Mais uma vez os traders refletem, segundo analistas e consultores internacionais, o aumento no índice de lavouras de soja em boas ou excelentes condições pelo USDA (Departamento de Agricultura dos Estados Unidos) no final da tarde de ontem, depois do fechamento dos negócios. 

O índice de campos da oleaginosa em condições boas ou excelentes passou de 72% para 3% até o último domingo (2). São ainda 21% das lavouras em condições regulares, contra 22% da semana anterior, e manutenção dos 6% em condições ruins ou muito ruins. 
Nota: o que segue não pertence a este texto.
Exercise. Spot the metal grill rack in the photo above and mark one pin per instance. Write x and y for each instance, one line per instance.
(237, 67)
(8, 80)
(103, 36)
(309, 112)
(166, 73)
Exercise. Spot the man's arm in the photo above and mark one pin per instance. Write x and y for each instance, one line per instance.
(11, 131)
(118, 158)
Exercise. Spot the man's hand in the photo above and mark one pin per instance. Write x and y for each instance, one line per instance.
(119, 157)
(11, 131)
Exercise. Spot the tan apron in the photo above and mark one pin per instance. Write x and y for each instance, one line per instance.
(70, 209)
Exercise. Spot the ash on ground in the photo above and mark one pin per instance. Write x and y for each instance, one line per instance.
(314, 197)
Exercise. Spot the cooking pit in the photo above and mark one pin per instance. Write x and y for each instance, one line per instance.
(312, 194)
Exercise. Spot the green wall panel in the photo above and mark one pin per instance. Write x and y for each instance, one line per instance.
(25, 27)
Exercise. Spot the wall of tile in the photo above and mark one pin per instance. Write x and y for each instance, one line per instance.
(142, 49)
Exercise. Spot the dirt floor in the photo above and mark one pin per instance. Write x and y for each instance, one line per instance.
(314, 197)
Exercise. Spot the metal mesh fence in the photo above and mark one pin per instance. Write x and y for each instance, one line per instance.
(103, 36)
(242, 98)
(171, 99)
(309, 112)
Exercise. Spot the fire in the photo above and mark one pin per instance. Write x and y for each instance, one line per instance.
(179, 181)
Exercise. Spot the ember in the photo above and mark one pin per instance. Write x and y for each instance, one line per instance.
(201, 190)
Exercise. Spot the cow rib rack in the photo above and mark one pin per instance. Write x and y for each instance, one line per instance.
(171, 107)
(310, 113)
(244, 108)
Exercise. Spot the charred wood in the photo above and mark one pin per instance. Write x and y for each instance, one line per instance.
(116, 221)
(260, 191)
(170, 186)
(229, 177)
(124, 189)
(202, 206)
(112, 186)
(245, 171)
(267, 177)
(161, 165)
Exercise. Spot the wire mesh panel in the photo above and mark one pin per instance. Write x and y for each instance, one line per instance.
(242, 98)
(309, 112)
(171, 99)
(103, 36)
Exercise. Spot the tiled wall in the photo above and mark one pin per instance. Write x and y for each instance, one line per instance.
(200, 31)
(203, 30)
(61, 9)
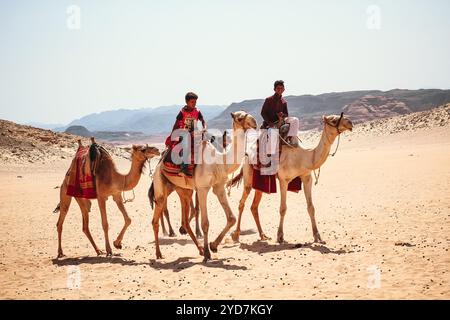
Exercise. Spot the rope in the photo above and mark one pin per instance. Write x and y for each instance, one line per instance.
(316, 177)
(229, 187)
(123, 192)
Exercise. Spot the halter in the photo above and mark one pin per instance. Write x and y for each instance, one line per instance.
(316, 176)
(339, 132)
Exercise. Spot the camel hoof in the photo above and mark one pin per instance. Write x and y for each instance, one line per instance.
(280, 239)
(117, 245)
(264, 237)
(206, 257)
(212, 247)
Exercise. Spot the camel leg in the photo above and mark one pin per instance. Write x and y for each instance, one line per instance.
(160, 205)
(195, 211)
(283, 208)
(307, 183)
(85, 207)
(186, 198)
(163, 226)
(102, 206)
(166, 215)
(202, 197)
(255, 213)
(245, 193)
(194, 214)
(219, 191)
(127, 220)
(64, 204)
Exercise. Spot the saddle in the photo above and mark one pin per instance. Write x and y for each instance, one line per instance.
(83, 170)
(267, 182)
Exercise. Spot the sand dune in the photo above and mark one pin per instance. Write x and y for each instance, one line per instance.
(382, 205)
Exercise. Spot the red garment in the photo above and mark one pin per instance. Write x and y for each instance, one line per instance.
(267, 184)
(272, 106)
(186, 119)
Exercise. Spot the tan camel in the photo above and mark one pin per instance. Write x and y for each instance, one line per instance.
(294, 162)
(109, 182)
(207, 176)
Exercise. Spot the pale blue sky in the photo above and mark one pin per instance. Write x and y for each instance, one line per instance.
(149, 53)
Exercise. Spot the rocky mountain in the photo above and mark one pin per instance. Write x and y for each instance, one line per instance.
(79, 131)
(359, 105)
(25, 144)
(147, 120)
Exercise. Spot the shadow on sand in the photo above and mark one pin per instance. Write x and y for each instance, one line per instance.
(264, 247)
(176, 265)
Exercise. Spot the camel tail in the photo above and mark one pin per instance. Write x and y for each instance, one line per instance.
(236, 180)
(58, 207)
(151, 195)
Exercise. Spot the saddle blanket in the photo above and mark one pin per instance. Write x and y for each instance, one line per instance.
(81, 181)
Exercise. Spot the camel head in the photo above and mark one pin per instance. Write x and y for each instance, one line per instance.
(243, 120)
(142, 153)
(332, 121)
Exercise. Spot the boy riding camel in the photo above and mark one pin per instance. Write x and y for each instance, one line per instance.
(275, 113)
(187, 119)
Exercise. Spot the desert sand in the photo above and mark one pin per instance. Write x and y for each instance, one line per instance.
(382, 206)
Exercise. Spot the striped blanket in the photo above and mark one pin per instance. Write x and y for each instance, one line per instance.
(81, 180)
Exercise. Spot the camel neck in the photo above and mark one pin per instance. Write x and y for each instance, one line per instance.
(237, 145)
(131, 179)
(322, 150)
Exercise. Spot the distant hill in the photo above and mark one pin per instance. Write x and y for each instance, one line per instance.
(79, 131)
(146, 120)
(359, 105)
(27, 144)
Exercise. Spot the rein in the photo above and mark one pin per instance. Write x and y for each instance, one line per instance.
(123, 192)
(316, 176)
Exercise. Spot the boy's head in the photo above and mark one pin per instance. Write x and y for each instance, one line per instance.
(191, 99)
(278, 87)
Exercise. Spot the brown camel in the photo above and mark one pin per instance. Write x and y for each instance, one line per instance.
(207, 176)
(109, 182)
(294, 162)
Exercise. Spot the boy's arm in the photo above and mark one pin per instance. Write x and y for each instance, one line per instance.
(264, 113)
(202, 120)
(179, 118)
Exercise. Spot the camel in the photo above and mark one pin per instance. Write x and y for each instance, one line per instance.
(109, 182)
(294, 162)
(207, 176)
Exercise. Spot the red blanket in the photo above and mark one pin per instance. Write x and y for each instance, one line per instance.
(81, 181)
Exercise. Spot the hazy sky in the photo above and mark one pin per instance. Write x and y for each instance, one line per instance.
(135, 54)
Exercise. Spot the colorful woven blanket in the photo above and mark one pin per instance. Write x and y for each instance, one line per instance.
(81, 180)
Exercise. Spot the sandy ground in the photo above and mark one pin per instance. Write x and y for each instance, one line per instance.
(382, 205)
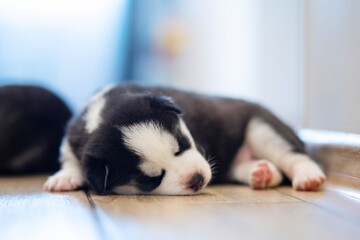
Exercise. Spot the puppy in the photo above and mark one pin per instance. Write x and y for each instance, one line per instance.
(32, 125)
(154, 140)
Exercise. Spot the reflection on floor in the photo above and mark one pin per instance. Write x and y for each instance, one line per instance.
(220, 212)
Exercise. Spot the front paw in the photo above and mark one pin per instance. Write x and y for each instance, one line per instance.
(308, 176)
(64, 181)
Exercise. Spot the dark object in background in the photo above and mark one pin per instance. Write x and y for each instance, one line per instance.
(32, 124)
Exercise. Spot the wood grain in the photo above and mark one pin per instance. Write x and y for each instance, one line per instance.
(26, 212)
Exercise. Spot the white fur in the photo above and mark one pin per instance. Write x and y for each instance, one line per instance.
(244, 172)
(266, 143)
(157, 148)
(94, 108)
(70, 176)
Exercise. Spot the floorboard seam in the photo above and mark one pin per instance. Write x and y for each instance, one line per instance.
(327, 210)
(101, 230)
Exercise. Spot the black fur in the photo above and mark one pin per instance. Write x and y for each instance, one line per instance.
(32, 124)
(217, 125)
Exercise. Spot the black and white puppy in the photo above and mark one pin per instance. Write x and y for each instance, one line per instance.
(32, 124)
(154, 140)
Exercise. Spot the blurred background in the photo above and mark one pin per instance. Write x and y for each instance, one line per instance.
(299, 58)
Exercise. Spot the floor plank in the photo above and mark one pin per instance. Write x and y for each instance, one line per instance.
(26, 212)
(226, 212)
(220, 212)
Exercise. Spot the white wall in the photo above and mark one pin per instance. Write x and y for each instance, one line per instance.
(332, 65)
(248, 49)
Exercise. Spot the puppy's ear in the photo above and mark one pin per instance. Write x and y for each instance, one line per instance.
(97, 173)
(165, 103)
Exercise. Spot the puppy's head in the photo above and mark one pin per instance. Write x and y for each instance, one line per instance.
(144, 147)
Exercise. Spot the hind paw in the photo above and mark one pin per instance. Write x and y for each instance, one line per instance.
(264, 174)
(308, 177)
(64, 181)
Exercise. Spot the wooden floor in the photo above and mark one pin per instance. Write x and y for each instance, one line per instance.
(220, 212)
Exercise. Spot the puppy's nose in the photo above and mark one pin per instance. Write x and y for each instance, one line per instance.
(196, 182)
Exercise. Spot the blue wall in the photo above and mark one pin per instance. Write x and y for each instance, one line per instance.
(73, 48)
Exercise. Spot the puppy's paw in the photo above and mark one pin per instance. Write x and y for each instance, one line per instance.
(264, 174)
(64, 181)
(308, 176)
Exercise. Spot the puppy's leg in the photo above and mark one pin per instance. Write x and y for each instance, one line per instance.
(259, 174)
(265, 142)
(70, 177)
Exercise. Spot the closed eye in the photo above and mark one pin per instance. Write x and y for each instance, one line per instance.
(184, 144)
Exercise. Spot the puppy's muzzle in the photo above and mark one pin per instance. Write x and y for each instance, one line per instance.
(196, 182)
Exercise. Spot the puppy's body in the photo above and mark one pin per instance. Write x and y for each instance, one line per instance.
(32, 124)
(132, 139)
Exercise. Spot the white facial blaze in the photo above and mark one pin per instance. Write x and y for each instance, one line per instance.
(157, 148)
(152, 143)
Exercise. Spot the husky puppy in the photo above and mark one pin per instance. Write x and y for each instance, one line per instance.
(155, 140)
(32, 125)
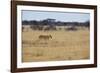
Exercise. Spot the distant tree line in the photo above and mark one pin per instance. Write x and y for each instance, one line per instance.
(52, 23)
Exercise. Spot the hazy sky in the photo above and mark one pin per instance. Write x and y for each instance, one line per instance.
(59, 16)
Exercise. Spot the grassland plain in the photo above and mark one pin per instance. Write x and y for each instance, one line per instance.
(64, 45)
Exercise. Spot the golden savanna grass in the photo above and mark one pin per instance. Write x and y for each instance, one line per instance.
(64, 45)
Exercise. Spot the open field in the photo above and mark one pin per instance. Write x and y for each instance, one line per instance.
(64, 45)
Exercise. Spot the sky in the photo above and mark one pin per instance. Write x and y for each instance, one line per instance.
(59, 16)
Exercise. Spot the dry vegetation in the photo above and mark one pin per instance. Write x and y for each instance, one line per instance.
(64, 45)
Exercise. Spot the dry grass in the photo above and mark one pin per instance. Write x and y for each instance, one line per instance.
(64, 45)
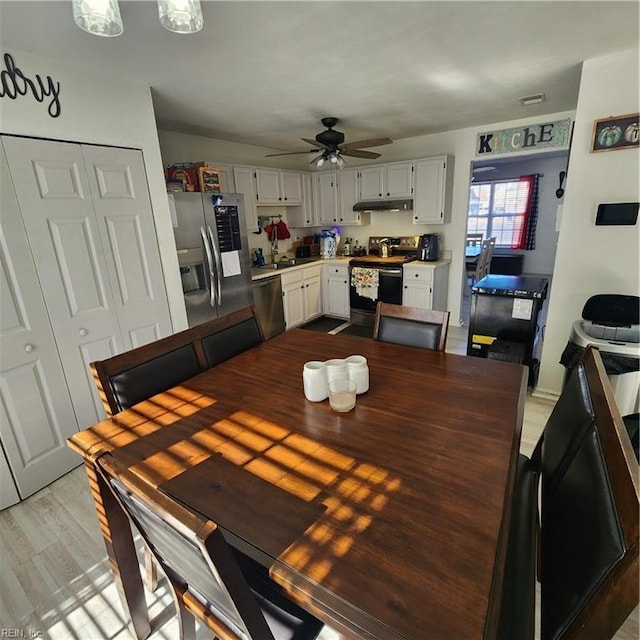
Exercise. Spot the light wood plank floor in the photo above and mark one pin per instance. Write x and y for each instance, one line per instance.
(55, 581)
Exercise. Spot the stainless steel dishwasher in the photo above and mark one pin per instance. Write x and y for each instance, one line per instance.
(267, 299)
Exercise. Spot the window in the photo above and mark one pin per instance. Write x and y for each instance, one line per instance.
(501, 209)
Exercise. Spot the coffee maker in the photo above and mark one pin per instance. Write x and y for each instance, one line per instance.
(428, 247)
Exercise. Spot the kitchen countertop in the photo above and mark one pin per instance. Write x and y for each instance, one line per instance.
(427, 265)
(260, 273)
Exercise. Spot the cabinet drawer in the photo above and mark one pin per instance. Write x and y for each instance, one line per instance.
(423, 274)
(337, 270)
(290, 277)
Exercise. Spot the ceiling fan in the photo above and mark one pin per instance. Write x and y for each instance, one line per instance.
(331, 146)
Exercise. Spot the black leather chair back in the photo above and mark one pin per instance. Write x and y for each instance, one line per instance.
(154, 376)
(231, 341)
(233, 594)
(410, 333)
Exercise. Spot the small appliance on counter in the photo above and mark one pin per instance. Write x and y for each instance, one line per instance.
(428, 247)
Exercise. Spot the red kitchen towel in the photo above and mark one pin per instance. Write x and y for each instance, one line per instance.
(282, 230)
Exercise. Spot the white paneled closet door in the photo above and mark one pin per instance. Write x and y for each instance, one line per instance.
(57, 207)
(125, 220)
(36, 414)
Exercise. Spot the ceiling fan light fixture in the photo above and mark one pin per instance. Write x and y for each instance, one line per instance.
(536, 98)
(181, 16)
(99, 17)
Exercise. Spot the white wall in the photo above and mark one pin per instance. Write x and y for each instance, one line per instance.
(102, 110)
(590, 259)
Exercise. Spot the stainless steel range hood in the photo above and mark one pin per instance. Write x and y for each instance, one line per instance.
(384, 205)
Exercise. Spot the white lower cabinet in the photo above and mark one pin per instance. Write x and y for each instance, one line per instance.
(426, 286)
(79, 260)
(301, 296)
(335, 290)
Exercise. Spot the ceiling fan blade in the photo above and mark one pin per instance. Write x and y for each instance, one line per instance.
(291, 153)
(359, 154)
(315, 143)
(363, 144)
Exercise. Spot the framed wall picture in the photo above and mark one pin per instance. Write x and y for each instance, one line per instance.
(618, 132)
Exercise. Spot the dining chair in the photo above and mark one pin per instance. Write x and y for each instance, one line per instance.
(587, 552)
(138, 374)
(230, 335)
(424, 328)
(227, 591)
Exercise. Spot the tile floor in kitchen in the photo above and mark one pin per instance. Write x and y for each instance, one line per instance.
(55, 581)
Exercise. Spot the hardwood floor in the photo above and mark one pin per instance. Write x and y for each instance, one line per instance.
(55, 581)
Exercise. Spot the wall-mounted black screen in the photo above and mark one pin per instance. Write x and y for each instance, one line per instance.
(617, 213)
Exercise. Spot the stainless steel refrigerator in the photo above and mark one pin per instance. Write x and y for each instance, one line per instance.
(213, 253)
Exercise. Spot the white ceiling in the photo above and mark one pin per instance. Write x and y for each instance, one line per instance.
(265, 72)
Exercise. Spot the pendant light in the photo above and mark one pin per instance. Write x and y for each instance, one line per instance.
(181, 16)
(100, 17)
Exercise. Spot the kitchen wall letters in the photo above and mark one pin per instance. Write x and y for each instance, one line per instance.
(14, 83)
(529, 138)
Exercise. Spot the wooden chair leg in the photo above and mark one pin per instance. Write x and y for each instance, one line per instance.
(118, 540)
(186, 620)
(150, 571)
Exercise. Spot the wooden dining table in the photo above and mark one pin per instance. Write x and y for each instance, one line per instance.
(389, 521)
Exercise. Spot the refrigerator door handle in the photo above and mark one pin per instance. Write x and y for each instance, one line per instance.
(218, 263)
(207, 249)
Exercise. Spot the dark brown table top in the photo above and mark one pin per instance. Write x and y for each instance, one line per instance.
(388, 521)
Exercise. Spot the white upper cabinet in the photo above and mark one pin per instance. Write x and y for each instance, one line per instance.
(303, 215)
(291, 187)
(326, 196)
(393, 180)
(278, 187)
(348, 196)
(433, 178)
(246, 185)
(336, 193)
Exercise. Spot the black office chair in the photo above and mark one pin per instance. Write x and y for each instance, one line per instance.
(227, 591)
(588, 551)
(410, 326)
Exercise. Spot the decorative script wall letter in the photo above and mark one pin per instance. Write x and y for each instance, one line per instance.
(14, 83)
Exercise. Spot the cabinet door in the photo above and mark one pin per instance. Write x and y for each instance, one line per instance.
(245, 183)
(348, 196)
(416, 295)
(8, 492)
(371, 183)
(293, 304)
(312, 294)
(429, 187)
(55, 199)
(36, 414)
(327, 197)
(268, 186)
(336, 291)
(291, 187)
(399, 180)
(125, 221)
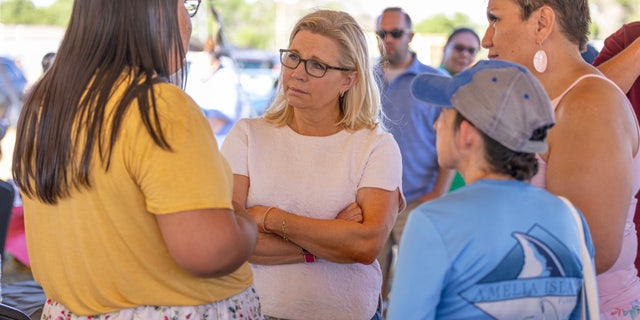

85% da soja norte-americana está em fase de floração, contra 76% da semana anterior, 68% de 2019 e 82% de média dos últimos cinco anos. 59% dos campos estão em formação de vagens, enquanto eram 43% na semana passada, 32% no ano anterior e 54% de média plurianual. 

"Há problemas, há alguns talhões que sofrem com a estiagem, mas a grande maioria da soja e, principalmente do milho, se desenvolvem muito bem", explica o diretor da ARC Mercosul, Matheus Pereira. "E há uma tendência de aumento de produtividade nos EUA para as duas culturas", completa. 

Paralelamente, o mercado internacional também segue atento à demanda pela soja norte-americana. Ontem, o USDA trouxe o anúncio de uma nova venda de 260 mil toneladas para destinos não revelados e os traders acreditam se tratar da China. 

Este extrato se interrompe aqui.